Porém, é oportuno mencionar que o ADITAMENTO será necessário também em situações não previstas expressamente nos dispositivos legais retro mencionados. Tal instrumento deverá ser utilizado, ainda, em casos como: alteração do nome ou denominação empresarial da contratada, alteração do endereço da contratada, retificação de cláusula contratual e retificação de dados (CNPJ, p. ex.) da empresa contratada (quando, por equívoco, ocorrer falha no registro desses dados).
 
Mas não são todos os eventos que ocorrem durante a execução de um contrato que exigirão a lavratura de TERMO ADITIVO.
 
O § 8º do art. 65 da Lei nº 8.666/93 prevê os casos que não caracterizam alteração do contrato e, que por isso mesmo, dispensam a celebração de ADITAMENTO e podem ser formalizados por APOSTILA.
 
“Art. 65. Os contratos regidos por esta Lei poderão ser alterados, com as devidas justificativas, nos seguintes casos:
(...)
§ 8º A variação do valor contratual para fazer face ao reajuste de preços previsto no próprio contrato, as atualizações, compensações ou penalizações financeiras decorrentes das condições de pagamento nele previstas, bem como o empenho de dotações orçamentárias suplementares até o limite do seu valor corrigido, não caracterizam alteração do mesmo, podendo ser registrados por simples apostila, dispensando a celebração de aditamento.”
 
O APOSTILAMENTO destina-se a registrar os resultados da aplicação das cláusulas e condições inicialmente ajustadas (já previstas no contrato), exclusivamente nas hipóteses previstas no § 8º do art. 65 da Lei nº 8.666/93.
 
Quando há acréscimo ou diminuição quantitativa do objeto (art. 65, I, “b”), por exemplo, estaremos diante de uma situação de alteração de cláusula contratual, visto que a quantidade do objeto será alterada.
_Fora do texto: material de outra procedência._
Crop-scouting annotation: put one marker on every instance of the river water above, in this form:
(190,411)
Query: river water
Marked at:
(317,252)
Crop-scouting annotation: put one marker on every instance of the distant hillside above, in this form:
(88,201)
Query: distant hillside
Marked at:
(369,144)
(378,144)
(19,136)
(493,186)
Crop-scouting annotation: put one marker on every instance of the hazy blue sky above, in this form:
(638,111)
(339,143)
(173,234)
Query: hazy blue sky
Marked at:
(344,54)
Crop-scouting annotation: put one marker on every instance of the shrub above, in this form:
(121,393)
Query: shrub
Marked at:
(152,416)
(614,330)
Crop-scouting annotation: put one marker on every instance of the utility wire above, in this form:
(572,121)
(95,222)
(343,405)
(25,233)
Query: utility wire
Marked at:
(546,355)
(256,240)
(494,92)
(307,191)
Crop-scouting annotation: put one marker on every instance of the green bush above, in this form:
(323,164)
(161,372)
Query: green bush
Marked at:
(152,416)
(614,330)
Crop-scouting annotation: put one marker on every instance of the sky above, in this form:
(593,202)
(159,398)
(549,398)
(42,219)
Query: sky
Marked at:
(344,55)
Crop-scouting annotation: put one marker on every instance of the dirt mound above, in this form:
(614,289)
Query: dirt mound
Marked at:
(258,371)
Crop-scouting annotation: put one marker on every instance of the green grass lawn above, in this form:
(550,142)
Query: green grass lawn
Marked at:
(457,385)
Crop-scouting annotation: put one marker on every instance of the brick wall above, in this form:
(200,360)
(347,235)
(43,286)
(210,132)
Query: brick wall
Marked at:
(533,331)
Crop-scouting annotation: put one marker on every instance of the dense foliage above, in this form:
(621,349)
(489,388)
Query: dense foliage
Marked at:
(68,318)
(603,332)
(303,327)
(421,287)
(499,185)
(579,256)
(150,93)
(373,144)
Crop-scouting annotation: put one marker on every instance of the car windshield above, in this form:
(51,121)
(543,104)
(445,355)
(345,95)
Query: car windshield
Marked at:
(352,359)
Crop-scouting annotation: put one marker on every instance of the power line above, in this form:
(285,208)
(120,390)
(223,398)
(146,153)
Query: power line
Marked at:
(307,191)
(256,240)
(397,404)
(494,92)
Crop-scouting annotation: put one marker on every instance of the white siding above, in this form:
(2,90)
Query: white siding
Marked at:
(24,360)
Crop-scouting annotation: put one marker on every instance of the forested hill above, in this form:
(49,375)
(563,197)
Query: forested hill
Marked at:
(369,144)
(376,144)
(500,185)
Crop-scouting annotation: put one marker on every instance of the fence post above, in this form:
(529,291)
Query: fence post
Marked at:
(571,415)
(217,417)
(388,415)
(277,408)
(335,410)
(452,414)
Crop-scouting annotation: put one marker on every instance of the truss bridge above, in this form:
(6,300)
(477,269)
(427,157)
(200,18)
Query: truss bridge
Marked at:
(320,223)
Nesse caso, a lei exige a formalização de TERMO ADITIVO e o atendimento aos mesmos requisitos fixados para o contrato originário.
 
As situações previstas no § 8º do art. 65 não produzem o mesmo efeito, visto que não tratam de alterações de cláusulas contratuais.
 
A variação do valor contratual para fazer face ao reajuste de preços previsto no próprio contrato (uma das situações previstas no § 8º) não altera a cláusula contratual referente ao reajuste. Tal variação é apenas o reflexo ou resultado da cláusula de reajuste de preços prevista no próprio instrumento contratual, motivo pelo qual seu registro pode dar-se por simples APOSTILA.
 
Assim, pelo ADITAMENTO são realizadas modificações das condições inicialmente pactuadas, ao passo que pelo APOSTILAMENTO registra-se o resultado ou reflexo da aplicação das cláusulas contratuais.
 
De qualquer forma, o registro das situações previstas no § 8º do art. 65 por APOSTILA constitui faculdade para a Administração Pública, sendo certo que a mesma poderá, se assim julgar mais conveniente, formalizá-las por ADITAMENTO, até porque o TERMO ADITIVO tem a vantagem de conferir maior segurança jurídica à contratação e maior transparência ao ato praticado, visto tratar-se de procedimento mais solene, inclusive com publicação na imprensa oficial.
 
Por fim, impende mencionar que toda prorrogação ou alteração contratual deve ser precedida da competente justificativa (arts. 57, § 2º, e 65, caput, da Lei nº 8.666/93), contendo a descrição detalhada das razões fáticas que ensejam a modificação do ajuste, e da análise jurídica da minuta do termo aditivo (art. 38, parágrafo único, do mesmo diploma legal), a fim de se resguardar a legalidade dos atos praticados.